Erding - Die Terminkalender von Wolfgang Kraus und Florian Gänger sind voll. Seit Tagen treffen sie sich mit Kollegen aus der Wirtschaft. Mit allen Fraktionen im Stadtrat haben sie sich bereits an den Tisch gesetzt, nur mit den Freien Wählern ist noch kein Termin zustande gekommen. „Jeder hat Ideen und Wünsche“, berichtet Kraus aus dem gleichnamigen Modehaus. „Das zeigt, es ist Interesse da, dass wir Erding voranbringen, dass es passiert“, ergänzt Gänger, Geschäftsführer einer Allianz-Agentur.

Ob es in der Altstadt heuer die maximale Zahl von vier verkaufsoffenen Sonntagen – genehmigt ist bislang nur der 28. Mai im Rahmen der Gewerbetage – geben wird, wissen die beiden noch nicht. „Das ist auch nicht das Entscheidende“, sagt Gänger, „wir wollen erst sehen, was wir vernünftig umsetzen können“. Kraus sekundiert: „Natürlich sind die verkaufsoffenen Sonntage die Königsdisziplin. Wenn wir das angehen, dann soll es auch was Großes sein.“ So sehe es auch das Gesetz vor. Kraus verschweigt dabei nicht, dass es auch Ardeo-Mitglieder gebe, die die Sonderöffnung wegen des Aufwands mit gemischten Gefühlen sehen.

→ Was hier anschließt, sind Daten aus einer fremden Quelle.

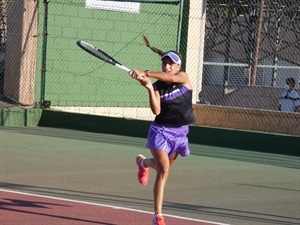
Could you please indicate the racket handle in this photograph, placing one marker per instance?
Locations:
(123, 67)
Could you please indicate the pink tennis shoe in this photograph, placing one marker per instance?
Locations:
(143, 173)
(158, 220)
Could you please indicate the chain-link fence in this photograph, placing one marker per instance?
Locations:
(238, 53)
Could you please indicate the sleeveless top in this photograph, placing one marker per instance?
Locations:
(176, 105)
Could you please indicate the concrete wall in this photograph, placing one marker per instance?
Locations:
(21, 45)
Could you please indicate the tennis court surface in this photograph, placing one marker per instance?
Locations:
(59, 176)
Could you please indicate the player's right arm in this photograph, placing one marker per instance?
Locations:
(154, 97)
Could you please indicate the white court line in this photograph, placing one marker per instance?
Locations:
(108, 206)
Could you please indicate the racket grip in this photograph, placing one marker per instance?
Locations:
(123, 67)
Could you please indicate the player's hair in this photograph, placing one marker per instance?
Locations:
(156, 50)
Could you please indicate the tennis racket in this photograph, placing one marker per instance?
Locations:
(101, 55)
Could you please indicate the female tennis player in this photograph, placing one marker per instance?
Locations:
(170, 99)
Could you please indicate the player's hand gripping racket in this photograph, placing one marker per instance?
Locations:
(101, 55)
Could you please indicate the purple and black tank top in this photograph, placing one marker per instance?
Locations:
(176, 105)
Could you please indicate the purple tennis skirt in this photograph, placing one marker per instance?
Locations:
(169, 139)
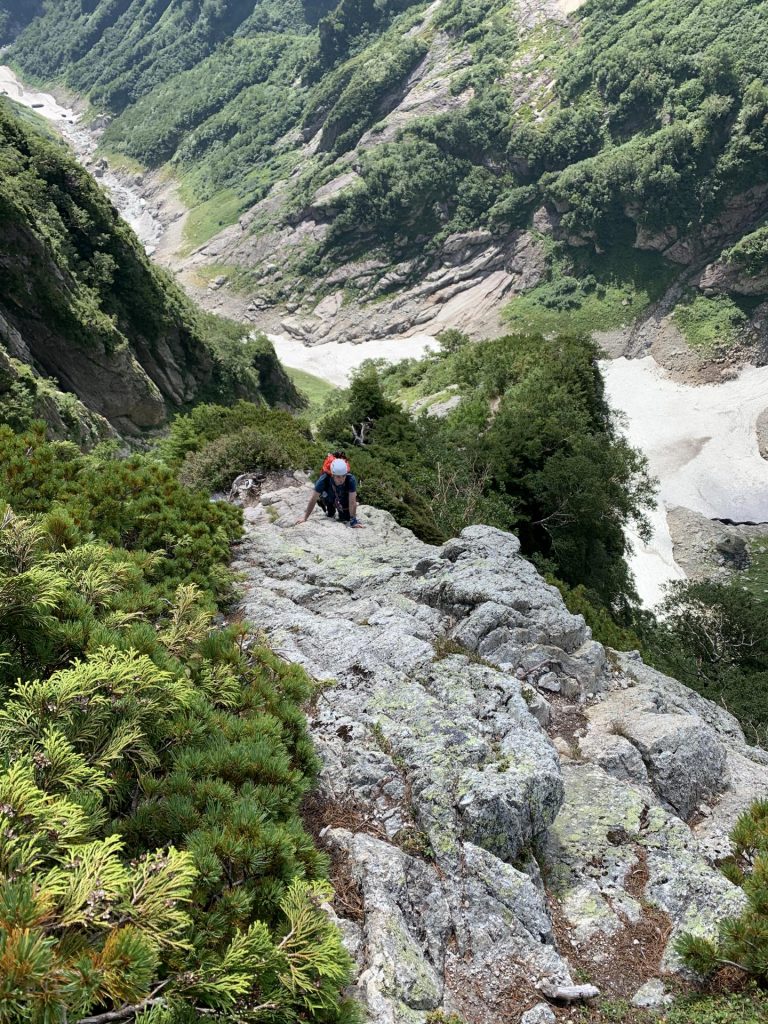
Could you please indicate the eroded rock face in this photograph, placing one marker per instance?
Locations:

Gänger schwebt vor, dass nicht nur die Händler mitmachen, sondern auch die Dienstleister. „Die könnten sich in Form eines Tages der offenen Tür vorstellen.“

Der neue Ardeo-Vorstand will sich nicht auf eine Veranstaltungsagentur reduzieren lassen. Kraus würde sich freuen, „wenn wir als etwa als Anlaufstelle für Existenzgründer wahrgenommen werden“.

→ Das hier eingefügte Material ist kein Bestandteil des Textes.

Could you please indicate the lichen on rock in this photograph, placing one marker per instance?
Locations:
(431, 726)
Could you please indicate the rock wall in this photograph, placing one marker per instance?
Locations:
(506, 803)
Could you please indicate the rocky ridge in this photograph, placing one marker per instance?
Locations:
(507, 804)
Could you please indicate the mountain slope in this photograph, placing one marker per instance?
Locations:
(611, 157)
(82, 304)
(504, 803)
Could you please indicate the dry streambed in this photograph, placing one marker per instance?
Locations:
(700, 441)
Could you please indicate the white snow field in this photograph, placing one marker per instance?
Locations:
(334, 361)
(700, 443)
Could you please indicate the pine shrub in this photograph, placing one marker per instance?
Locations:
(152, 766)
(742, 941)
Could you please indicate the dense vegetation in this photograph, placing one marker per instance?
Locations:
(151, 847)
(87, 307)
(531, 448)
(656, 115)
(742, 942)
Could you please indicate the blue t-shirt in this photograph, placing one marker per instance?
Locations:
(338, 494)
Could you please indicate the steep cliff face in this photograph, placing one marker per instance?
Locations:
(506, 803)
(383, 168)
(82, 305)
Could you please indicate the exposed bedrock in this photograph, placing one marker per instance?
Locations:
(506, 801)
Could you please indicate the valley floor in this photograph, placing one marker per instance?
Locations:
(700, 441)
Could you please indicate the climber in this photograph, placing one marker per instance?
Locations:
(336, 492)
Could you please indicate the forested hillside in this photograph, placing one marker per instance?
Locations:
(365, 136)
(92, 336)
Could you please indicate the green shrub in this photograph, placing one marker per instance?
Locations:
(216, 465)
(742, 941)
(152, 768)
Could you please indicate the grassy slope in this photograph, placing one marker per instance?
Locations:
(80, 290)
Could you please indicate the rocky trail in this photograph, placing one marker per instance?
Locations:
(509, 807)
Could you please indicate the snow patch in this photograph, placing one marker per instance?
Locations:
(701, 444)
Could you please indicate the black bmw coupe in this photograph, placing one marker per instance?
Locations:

Auch deswegen sehen sie sich nicht als Konkurrenz zum Gewerbeverein. „Mit dessen Vorsitzenden Dirk Urland haben wir auch schon geredet. Wir wollen eher miteinander tätig werden, niemals gegeneinander“, versichert der Ardeo-Chef. „Der Gewerbeverein umfasst im Prinzip den ganzen Landkreis, wir nur die Stadt Erding“, sagt Kraus. Sein Beweis für das gute Miteinander: Bei den Gewerbetagen des Gewerbevereins wird Ardeo am Kraus-Eck einen Stand haben. „Wir hoffen, dass möglichst viele kommen, um sich mit uns auszutauschen“, ergänzt Gänger.

Er und Kraus definieren Ardeo eher als Plattform für die lokale Wirtschaft. „Wir werden gewiss keine (Partei-)Politik machen, aber wir bringen uns ein und würden auch gerne gefragt werden, wenn es um innenstadtrelevante Themen geht“, gibt Kraus den Lobbyisten. Ihm schwebt vor, „aus der Innenstadt einen Lebens-, einen Erlebnisraum zu machen“. Denn der Erdinger Stadtkern habe viel zu bieten, was es im Internet nicht gebe: „Beratung, Flair, Aufenthaltsqualität und persönliche Ansprache statt Digitalisierung.“

Apropos Flair: Ardeo wird die Pläne eines neuen Friedrich-Fischer-Platzes zwischen Drogerie-Müller, Modehaus Kraus und Sparkasse weiterverfolgen. „Angeblich muss nächstes Jahr ohnehin aufgegraben werden. Dann bietet es sich doch an, etwas Gefälliges für Kinder und Fußgänger zu realisieren“, schlägt Kraus vor.

Und wie steht es um eine Fußgängerzone? Kraus und Gänger verhehlen nicht, „dass eine verkehrsberuhigte Innenstadt ihren Charme hätte.“ Aber umsetzen, so Kraus, könne man das nur, wenn zuvor alle Voraussetzungen geschaffen seien: deutlich mehr fußläufig erreichbare Parkplätze und die Garantie, dass die Bewohner zu ihren Häusern kommen.